The Antipodean albatross is New Zealand’s most threatened albatross with estimates of 2,300 dying each year. The number one threat to them is being killed by the long lines from fishing boats. The threat to these birds is accelerating as the female birds are foraging for food further north, which scientists suspect is due to the warming ocean and into areas where large fishing fleets are concentrated.
Live Ocean has worked hard to connect people to the issue by championing the Antipodean albatross locally and internationally, alongside other NGO’s, government and the science community. The foundation has provided funding for satellite tags deployed in early 2020 and supported the 2020/2021 voyage to the Antipodes Islands, which saw the largest ever deployment of satellite trackers on an albatross population in this country. The monitoring programme is designed to track where their feeding grounds overlap with fishing fleets.
“Tagging and satellite data is so vital to understanding the movements of these great ocean voyagers. The data provides scientists with critical insight into where the Antipodean albatrosses are going and where they are getting into trouble. These birds have become a symbol for the threats many of our albatrosses and seabirds face at sea. Collecting data is the first step but we must act as a country as this is likely the tip of the iceberg”, said Sally Paterson, Chief Executive Live Ocean.
It’s expected the NZ government and environmental groups will be able to work alongside these fleets and their governments to ensure they’re using the fishing practices that keep albatrosses safe.

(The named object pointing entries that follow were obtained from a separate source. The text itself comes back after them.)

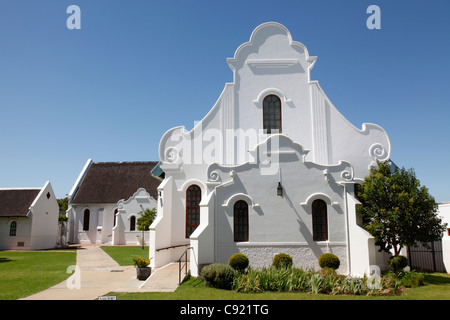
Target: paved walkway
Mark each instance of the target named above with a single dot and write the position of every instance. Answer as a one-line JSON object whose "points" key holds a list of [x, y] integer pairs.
{"points": [[97, 273]]}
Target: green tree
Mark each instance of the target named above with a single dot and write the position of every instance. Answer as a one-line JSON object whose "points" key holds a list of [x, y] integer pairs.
{"points": [[146, 219], [397, 210]]}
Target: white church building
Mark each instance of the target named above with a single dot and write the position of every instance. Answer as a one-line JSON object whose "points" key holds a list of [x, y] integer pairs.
{"points": [[106, 201], [270, 169]]}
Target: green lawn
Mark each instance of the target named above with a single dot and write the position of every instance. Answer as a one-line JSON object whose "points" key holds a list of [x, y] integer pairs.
{"points": [[26, 273], [437, 287], [124, 254]]}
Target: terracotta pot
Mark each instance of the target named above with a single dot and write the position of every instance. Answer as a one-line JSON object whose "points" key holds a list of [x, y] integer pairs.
{"points": [[143, 273]]}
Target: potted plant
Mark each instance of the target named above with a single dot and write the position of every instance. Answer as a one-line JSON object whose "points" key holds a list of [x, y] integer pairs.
{"points": [[143, 271]]}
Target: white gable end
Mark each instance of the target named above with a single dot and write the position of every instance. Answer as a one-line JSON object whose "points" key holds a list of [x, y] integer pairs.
{"points": [[271, 63]]}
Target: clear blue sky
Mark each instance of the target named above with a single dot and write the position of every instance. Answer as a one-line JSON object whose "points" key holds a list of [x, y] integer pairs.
{"points": [[103, 92]]}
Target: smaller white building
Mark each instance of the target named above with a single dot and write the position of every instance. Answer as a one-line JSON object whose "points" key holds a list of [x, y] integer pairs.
{"points": [[106, 199], [28, 218], [444, 212]]}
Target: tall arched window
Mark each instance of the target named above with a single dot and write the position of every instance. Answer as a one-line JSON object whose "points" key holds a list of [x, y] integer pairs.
{"points": [[13, 228], [193, 198], [86, 217], [319, 216], [240, 217], [272, 113], [115, 216], [132, 223]]}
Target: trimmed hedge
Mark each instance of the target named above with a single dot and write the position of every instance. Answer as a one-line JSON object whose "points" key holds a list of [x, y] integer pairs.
{"points": [[218, 275], [238, 262]]}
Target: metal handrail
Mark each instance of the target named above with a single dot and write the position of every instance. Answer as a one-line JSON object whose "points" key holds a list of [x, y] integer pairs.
{"points": [[172, 247], [180, 268]]}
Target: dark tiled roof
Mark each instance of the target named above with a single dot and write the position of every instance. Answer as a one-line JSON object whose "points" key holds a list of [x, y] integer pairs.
{"points": [[16, 202], [109, 182]]}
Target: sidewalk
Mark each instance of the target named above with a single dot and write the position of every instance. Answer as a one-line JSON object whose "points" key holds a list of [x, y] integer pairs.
{"points": [[97, 274]]}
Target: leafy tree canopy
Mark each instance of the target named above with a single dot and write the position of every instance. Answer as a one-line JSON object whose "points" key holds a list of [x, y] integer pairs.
{"points": [[396, 209]]}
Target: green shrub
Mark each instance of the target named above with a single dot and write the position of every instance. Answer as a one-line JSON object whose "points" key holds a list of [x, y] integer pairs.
{"points": [[282, 260], [398, 263], [329, 260], [218, 275], [238, 262]]}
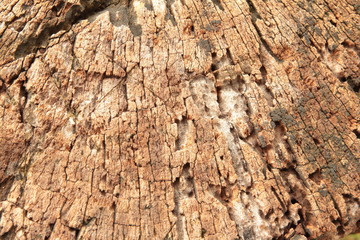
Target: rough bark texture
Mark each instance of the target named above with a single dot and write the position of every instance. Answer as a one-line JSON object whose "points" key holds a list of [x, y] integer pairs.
{"points": [[179, 119]]}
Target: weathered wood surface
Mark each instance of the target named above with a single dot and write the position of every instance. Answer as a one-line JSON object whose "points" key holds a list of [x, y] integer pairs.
{"points": [[179, 119]]}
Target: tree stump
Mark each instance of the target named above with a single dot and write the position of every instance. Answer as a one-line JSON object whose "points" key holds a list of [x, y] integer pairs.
{"points": [[179, 119]]}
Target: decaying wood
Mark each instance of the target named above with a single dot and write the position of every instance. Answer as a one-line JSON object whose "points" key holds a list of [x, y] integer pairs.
{"points": [[179, 119]]}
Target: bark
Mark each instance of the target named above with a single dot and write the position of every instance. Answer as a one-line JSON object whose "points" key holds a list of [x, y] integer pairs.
{"points": [[181, 119]]}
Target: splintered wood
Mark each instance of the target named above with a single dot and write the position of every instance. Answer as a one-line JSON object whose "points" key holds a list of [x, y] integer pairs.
{"points": [[179, 119]]}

The international peak body, The Agreement on the Conservation of Albatrosses and Petrels (ACAP) has robustly assessed the most effective way to reduce seabird bycatch in tuna longline fisheries is to use three best practice measures simultaneously: 1) line weighting, 2) night setting and 3) bird-scaring lines.
New Zealand is the seabird capital of the world with more nesting and breeding here than anywhere else on the planet. 90% of our seabirds are threatened with or at risk of extinction (New Zealand Ministry for the Environment).